Bart halted with a nameless shock, for the utterance was distinctly human and curdling. He glanced after the receding train, fancying that Wacker might have got caught under the cars and was being dragged along with them.
That roadbed was clear, however. Two hundred feet to the right was a second train. Its forward section was moving off, having just thrown some cars against others stationary on a siding.
Bart ran towards these. Wacker could not have so suddenly disappeared in any other direction. He crossed between bumpers, and glanced eagerly all around. There was no hiding-place nearer than the repair shops, and they were five hundred feet distant.
Wacker could not possibly have reached their precincts in the limited space of time afforded since Bart had last lost sight of him.

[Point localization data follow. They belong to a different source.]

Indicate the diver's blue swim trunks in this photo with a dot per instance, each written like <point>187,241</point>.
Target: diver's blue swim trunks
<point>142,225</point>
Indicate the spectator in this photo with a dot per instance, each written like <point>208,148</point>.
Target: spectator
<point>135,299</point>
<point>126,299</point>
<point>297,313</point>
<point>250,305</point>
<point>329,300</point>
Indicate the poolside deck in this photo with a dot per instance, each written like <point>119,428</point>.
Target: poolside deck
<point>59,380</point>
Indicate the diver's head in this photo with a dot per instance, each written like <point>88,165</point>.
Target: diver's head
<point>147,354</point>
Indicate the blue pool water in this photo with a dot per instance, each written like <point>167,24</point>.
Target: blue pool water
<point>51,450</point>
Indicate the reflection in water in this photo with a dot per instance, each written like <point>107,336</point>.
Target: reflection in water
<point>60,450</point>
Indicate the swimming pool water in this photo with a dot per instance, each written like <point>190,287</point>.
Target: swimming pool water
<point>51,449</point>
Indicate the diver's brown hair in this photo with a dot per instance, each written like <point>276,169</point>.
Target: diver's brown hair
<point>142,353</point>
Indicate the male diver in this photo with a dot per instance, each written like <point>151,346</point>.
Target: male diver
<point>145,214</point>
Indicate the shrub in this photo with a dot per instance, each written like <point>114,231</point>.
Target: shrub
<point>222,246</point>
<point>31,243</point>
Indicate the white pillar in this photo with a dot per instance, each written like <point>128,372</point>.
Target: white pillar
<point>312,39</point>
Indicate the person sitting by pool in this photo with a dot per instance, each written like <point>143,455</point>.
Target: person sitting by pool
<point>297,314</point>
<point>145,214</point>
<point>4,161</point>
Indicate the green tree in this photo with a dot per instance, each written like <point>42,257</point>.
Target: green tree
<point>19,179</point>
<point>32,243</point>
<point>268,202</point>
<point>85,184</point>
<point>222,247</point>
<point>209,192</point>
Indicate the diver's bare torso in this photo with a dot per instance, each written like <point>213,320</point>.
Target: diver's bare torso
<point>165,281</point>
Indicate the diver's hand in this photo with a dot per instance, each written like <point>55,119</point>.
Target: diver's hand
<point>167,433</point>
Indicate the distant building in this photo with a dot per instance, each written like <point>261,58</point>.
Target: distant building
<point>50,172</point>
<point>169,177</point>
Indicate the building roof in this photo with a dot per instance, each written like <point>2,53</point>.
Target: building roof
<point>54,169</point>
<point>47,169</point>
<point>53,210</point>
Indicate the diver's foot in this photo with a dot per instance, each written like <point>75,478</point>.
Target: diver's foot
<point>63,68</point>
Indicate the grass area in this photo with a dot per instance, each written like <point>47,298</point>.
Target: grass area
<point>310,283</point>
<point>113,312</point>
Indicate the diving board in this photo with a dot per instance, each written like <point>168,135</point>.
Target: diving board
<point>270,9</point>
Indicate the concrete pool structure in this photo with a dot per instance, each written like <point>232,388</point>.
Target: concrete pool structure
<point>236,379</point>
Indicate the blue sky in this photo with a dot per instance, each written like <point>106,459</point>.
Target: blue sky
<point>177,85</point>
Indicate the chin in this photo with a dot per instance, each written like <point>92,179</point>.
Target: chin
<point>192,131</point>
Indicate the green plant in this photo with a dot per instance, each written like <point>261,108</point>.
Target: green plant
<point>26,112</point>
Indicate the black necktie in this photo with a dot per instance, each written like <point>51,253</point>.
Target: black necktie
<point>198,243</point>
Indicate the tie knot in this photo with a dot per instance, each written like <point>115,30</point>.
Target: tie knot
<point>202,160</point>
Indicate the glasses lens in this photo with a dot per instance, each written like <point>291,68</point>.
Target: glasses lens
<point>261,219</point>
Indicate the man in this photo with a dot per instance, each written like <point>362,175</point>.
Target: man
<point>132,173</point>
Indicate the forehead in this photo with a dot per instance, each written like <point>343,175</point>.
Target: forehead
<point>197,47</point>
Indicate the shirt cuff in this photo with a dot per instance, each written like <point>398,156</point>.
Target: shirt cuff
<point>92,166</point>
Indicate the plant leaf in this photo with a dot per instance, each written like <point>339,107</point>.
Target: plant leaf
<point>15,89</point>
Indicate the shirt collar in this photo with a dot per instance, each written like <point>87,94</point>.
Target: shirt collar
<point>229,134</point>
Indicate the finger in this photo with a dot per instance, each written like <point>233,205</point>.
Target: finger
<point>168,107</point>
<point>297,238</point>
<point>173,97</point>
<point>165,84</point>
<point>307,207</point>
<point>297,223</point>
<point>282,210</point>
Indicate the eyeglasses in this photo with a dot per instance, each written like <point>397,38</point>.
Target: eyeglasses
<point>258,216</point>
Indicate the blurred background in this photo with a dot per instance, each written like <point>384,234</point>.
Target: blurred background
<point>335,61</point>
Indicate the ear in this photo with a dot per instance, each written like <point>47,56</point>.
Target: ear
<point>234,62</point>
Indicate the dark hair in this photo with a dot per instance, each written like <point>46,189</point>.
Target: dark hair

“He is hiding in some of those cars,” decided Bart, “or he has swung onto the bumpers of the section pulling out—hark!”
Bart pricked up his ears. A strange sound floated on the air—a low, even, musical tinkle.
Its source could not be far distant. Bart ran along the side of the stationary freights.
“It is Wacker, sure,” he breathed, “for that is the same sound made by the little alarm clock he bought at the sale this afternoon.”
The last vibrating tintinnabulations of the clock died away as Bart discovered his enemy.
Lem Wacker’s burly figure and white face were discernible against the direct flare of an arc light. He seemed a part of the bumpers of two cars. Bart flared a match once, and uttered the single word:
“Caught.”
Lem Wacker was clinging to the upright brake rod, and swaying there. His face was bloodless and he was writhing with pain. One foot was clamped tight, a crushed, jellied mass between two bumpers.
It seemed that his foot must have slipped just as the forward freights were switched down. This had caused that frenzied yell. Perhaps the thought of the money had impelled him not to repeat it, but the little alarm clock which he carried in his pocket had betrayed him.
Bart took in the situation at a glance. He was shocked and unnerved, but he stepped close to the writhing culprit.
“Lem Wacker,” he said, “where is that money envelope?”
“In my pocket,” groaned Wacker. “I’ve got it this time—crippled for life!”
The young express agent did not have to search for the stolen money package. It protruded from Wacker’s side pocket. As he glanced it over, he saw that it was practically intact. Wacker had torn open only one corner, sufficient to observe its contents. Bart placed the envelope in his own pocket.
“I’m fainting!” declared Wacker.
Bart crossed under the bumpers to the other side of the freights. He swept the scene with a searching glance, finally detected the shifting glow of a night watchman’s lantern, and ran over to its source.